Connection to this news: JJM 2.0's emphasis on accountability and local ownership addresses the most persistent criticism of large infrastructure schemes — "ghost connections" and non-functional taps — by making formal handover and certification mandatory before claiming completion.

Right to Water and India's SDG Commitments

Access to clean water and sanitation is enshrined in Sustainable Development Goal 6 (SDG 6: Clean Water and Sanitation), which India has committed to achieving by 2030. The Supreme Court has read the right to water as implicit in Article 21 (Right to Life). India's water access challenge is compounded by groundwater depletion (the CGWB's 2022 report flagged 16% of assessment units as overexploited) and climate-driven rainfall variability.

  • SDG 6 target 6.1: "universal and equitable access to safe and affordable drinking water for all" by 2030.
  • Article 21 jurisprudence: the Supreme Court has held that the right to clean drinking water is a fundamental right (Subhash Kumar v. State of Bihar, 1991).
  • India's groundwater crisis: ~89% of extracted groundwater is used for irrigation; urban and rural drinking water competes with agricultural demand.
  • National Water Policy 2012 mandates drinking water as the highest priority use of water resources.

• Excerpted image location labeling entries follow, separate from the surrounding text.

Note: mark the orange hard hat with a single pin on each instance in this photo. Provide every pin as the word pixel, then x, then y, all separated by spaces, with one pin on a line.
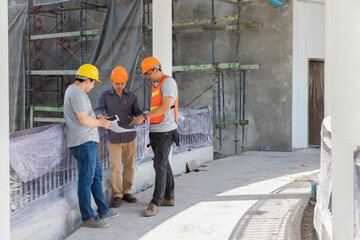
pixel 119 75
pixel 149 63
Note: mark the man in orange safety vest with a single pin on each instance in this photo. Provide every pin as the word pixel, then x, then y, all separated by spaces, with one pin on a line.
pixel 163 119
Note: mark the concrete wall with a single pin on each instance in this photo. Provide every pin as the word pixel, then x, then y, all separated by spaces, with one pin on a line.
pixel 309 32
pixel 55 220
pixel 268 90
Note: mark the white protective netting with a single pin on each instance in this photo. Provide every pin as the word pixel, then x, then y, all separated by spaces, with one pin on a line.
pixel 323 208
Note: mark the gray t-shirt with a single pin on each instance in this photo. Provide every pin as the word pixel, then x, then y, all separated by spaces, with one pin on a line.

Connection to this news: JJM 2.0's ₹8.69 lakh crore outlay and 2028 deadline position India to meet SDG 6 targets ahead of the global 2030 deadline — significant for India's multilateral commitments and its developmental narrative at forums like G20.

Key Facts & Data

  • JJM launched: August 15, 2019; original target: 100% rural tap water by 2024.
  • Baseline coverage (2019): ~3.23 crore households (17%); extended coverage (Oct 2024): ~15.72 crore (81%+).
  • Remaining gap: ~3.56 crore households (~19%) to be covered under JJM 2.0 by December 2028.
  • Enhanced outlay: ₹8.69 lakh crore total; ₹3.59 lakh crore central assistance (up from ₹2.08 lakh crore in 2019).
  • Additional central share: ₹1.51 lakh crore for the extension period.
  • New framework "Sujalam Bharat": unique IDs for each village, digital mapping source-to-tap.
  • Accountability mechanisms: Jal Arpan (formal handover), Jal Utsav (annual maintenance events), Har Ghar Jal certification.
  • Nodal Ministry: Jal Shakti; VWSCs/Paani Samitis mandated with 50% women membership.
  • SDG 6 target (clean water for all): 2030 — JJM 2.0 completion date (2028) positions India to meet this early.